Yeah, but an even more important system programming trick is to measure what you're doing every time. Performance optimization at this level is never about just trusting tools. If you aren't willing to be reading generated machine code and checking perf counters, you aren't really going to get much benefit.

And if you're willing to check your optimizations by reading disassembly, tricks like stuffing tag bits into the bottom of aligned pointer values is pretty routine.

saagarjha · on Sept 20, 2019

The abstraction necessary to make tagged pointers platform-dependent is quite small and trivially removed by any optimizing compiler.

vardump · on Sept 20, 2019

Yeah, don't believe in dogmas, measure.

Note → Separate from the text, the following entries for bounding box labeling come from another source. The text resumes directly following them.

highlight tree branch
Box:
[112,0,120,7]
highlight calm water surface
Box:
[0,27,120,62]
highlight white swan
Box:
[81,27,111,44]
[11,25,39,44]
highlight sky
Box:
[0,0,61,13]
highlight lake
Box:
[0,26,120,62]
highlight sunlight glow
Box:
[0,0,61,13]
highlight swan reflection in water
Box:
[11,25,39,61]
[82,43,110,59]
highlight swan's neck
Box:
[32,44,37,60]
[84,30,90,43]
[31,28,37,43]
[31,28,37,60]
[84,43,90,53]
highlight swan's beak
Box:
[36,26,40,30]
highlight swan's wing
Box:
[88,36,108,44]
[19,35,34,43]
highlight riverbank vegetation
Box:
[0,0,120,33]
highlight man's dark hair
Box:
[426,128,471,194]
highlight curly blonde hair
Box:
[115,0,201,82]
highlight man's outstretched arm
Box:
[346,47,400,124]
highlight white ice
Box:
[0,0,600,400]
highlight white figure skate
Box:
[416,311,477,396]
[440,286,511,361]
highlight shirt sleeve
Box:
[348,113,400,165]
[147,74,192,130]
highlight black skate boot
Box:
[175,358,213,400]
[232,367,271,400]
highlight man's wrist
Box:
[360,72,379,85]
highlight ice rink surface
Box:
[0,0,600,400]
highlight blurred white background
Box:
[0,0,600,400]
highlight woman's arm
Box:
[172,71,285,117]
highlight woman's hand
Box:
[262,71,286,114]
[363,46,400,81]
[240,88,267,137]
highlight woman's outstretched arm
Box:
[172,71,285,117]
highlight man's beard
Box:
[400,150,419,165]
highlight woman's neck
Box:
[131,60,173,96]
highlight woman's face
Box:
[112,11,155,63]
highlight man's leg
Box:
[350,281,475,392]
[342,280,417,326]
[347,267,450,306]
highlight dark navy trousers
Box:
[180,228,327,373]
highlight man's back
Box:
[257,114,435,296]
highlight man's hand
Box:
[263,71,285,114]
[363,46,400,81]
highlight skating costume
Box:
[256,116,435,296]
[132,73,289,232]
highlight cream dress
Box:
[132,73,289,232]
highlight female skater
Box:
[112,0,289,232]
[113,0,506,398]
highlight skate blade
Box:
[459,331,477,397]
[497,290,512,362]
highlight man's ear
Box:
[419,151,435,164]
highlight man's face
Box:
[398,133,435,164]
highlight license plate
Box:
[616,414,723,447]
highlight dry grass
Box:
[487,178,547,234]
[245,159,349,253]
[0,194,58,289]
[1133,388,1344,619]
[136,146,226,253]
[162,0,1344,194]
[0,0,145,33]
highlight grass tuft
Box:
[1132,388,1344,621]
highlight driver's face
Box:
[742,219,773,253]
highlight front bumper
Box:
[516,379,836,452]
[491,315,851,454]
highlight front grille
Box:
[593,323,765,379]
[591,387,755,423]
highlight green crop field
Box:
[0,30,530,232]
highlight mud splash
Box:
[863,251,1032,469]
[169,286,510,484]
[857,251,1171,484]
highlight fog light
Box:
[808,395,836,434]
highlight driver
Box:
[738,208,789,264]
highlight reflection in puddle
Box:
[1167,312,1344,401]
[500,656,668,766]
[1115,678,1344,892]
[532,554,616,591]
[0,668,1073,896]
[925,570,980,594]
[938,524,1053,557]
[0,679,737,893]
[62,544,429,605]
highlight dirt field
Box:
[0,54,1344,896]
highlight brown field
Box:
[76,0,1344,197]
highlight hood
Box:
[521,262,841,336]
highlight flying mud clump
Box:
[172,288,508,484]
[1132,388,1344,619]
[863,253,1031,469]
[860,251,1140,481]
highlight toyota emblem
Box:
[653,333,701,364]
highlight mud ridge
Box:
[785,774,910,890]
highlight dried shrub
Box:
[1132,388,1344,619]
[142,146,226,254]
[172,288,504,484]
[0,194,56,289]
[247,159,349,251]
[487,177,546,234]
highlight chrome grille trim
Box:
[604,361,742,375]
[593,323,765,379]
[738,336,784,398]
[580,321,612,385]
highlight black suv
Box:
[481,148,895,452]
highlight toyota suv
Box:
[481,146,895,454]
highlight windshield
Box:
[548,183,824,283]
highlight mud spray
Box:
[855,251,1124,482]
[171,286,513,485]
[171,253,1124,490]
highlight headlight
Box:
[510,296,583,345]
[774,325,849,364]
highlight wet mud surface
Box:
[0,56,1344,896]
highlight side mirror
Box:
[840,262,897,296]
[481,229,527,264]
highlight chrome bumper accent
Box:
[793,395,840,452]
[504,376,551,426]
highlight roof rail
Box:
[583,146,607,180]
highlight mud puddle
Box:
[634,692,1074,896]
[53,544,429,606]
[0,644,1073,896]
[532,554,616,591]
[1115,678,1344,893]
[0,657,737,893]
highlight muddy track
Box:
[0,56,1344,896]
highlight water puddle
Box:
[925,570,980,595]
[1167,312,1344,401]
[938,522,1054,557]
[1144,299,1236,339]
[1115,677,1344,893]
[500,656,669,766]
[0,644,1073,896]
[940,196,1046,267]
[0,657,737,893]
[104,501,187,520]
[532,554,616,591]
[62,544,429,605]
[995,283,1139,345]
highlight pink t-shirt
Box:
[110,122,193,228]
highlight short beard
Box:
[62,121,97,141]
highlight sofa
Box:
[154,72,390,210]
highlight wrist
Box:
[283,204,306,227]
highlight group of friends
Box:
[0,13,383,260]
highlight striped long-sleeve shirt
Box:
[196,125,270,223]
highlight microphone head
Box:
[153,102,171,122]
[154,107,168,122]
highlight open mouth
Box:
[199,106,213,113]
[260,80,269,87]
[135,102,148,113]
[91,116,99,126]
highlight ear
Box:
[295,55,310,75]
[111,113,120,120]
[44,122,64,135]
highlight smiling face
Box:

Zero cost abstractions sometimes are anything but.

hinkley · on Sept 20, 2019

And sometimes the surprises can be in the other direction.

Cache thrashing is a thing. And perf analysis tools have bookkeeping errors.

BeeOnRope · on Sept 20, 2019

Those failures were all about top bits, not low bits though weren't they?

What problems did lower bit use cause? You always had to mask it away even on the old boxes, no?

astrobe_ · on Sept 20, 2019

I'm curious, when does it fail?

groby_b · on Sept 20, 2019

That does not hold for Intel x86 architecture chips, which are perfectly happy to have unaligned integers.

As for struct members, the alignment is (of course) "implementation defined", which is the fancy way of throwing up your hands and saying "whatever". (Since C++11 we actually have alignas(), which at least gives manual control)

tynorf · on Sept 20, 2019

Many (most? all?) allocators are guaranteed to give you back aligned pointers.

For instance, jemalloc(3) on amd64 platforms will give back 16-byte aligned pointers:

  [...] The allocated space is suitably aligned
  (after possible pointer coercion) for storage of any type of object.

astrobe_ · on Sept 20, 2019

One can construct an aligned pointer on a chunk of allocated memory by asking for the needed quantity plus the size of the alignment and the "nudge" the pointer you get to the next word boundary (and you can do something with the "wasted" byte before it, like storing the size of the object).

But that sort of trick is only worth it if you are writing a compiler and its runtime, an interpreter, a memory allocator (in particular GCs) or at the very last some sort of high performance library (you would return your "featured pointer" as an opaque type to the user).